So, they don't have to pay tax on them.

So, I get that they've got plenty to be getting on with.

But a billion dollars we could do a lot with.

Would an amnesty work? According to an AUT senior lecturer in taxation, it could. Ranjana Gupta says that offering voluntary disclosure would substantially reduce administrative costs in cross-checking the millions of lines of additional data received under the AEOI policy.

To administer such a program effectively, the IRD must use the best strategies to encourage voluntary declaration. For example, the opportunity to declare should be offered once only. Enforcement strategies and sanctions for non-compliance should be credible, consistent and clear.

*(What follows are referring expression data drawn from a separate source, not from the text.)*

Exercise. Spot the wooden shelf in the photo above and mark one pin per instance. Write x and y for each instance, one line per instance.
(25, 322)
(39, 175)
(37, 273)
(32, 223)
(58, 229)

Tougher penalties and interest would apply to those who choose not to take advantage of the program. Research shows a well-administered tax amnesty program facilitates strong engagement.

Kerre McIvor, is a journalist, radio presenter, author and columnist. Currently hosts the Kerre Woodham mornings show on Newstalk ZB - where this article was sourced.

2 comments:

Anna Mouse said...

Kerre, this is what happens when Public Servants stop doing their jobs.

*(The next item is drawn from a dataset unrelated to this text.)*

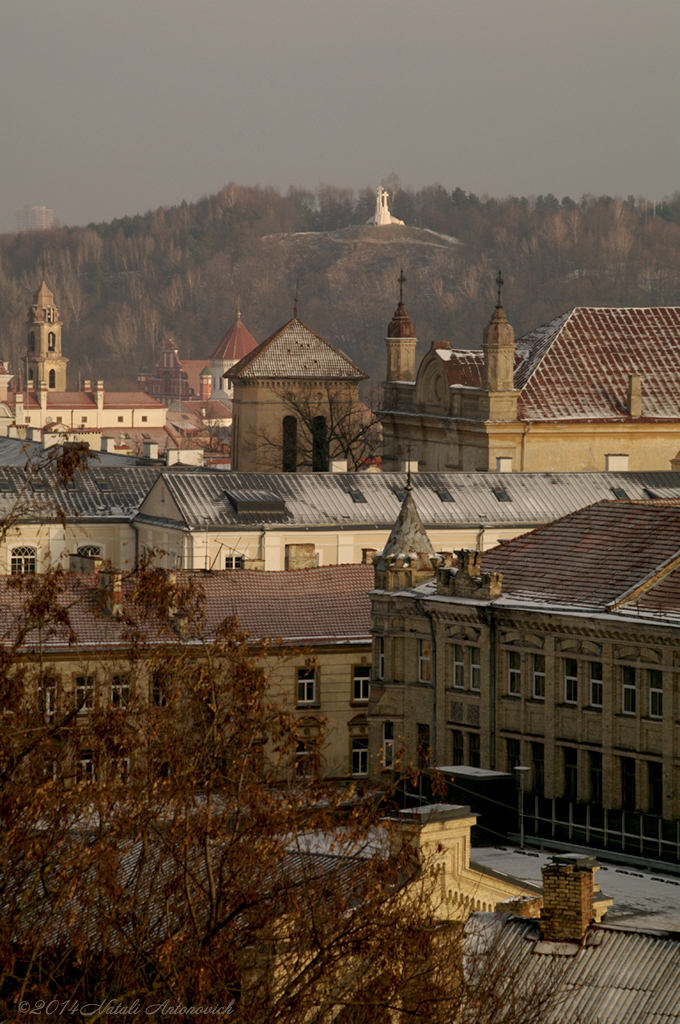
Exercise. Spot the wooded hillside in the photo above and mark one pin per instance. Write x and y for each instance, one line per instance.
(124, 287)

Apathy is the glove into which evil (read complacency) slips its hand.

Across New Zealand we have seen the growth in Public Servant apathy from the top to the bottom.

It is sadder still because Public Servants are not even productive in GDP terms so it is really a double homocide to their contribution to our society.

You can be assured that the decimation (not really) of the Public Service jobs will have zero affect upon their jobs being done with some acuity.

Anonymous said...

It's a punishment for getting a divorce, or not getting married and having children and then one parent leaving. The family court isn't from hell without reason. Divorce destroys not only an immediate family, but the core foundation of a child's life. It doesn't matter when it happens, the effect is psychologically devastating for children who've reached the age of reason through to adulthood. It is more psychologically damaging than a parent dying.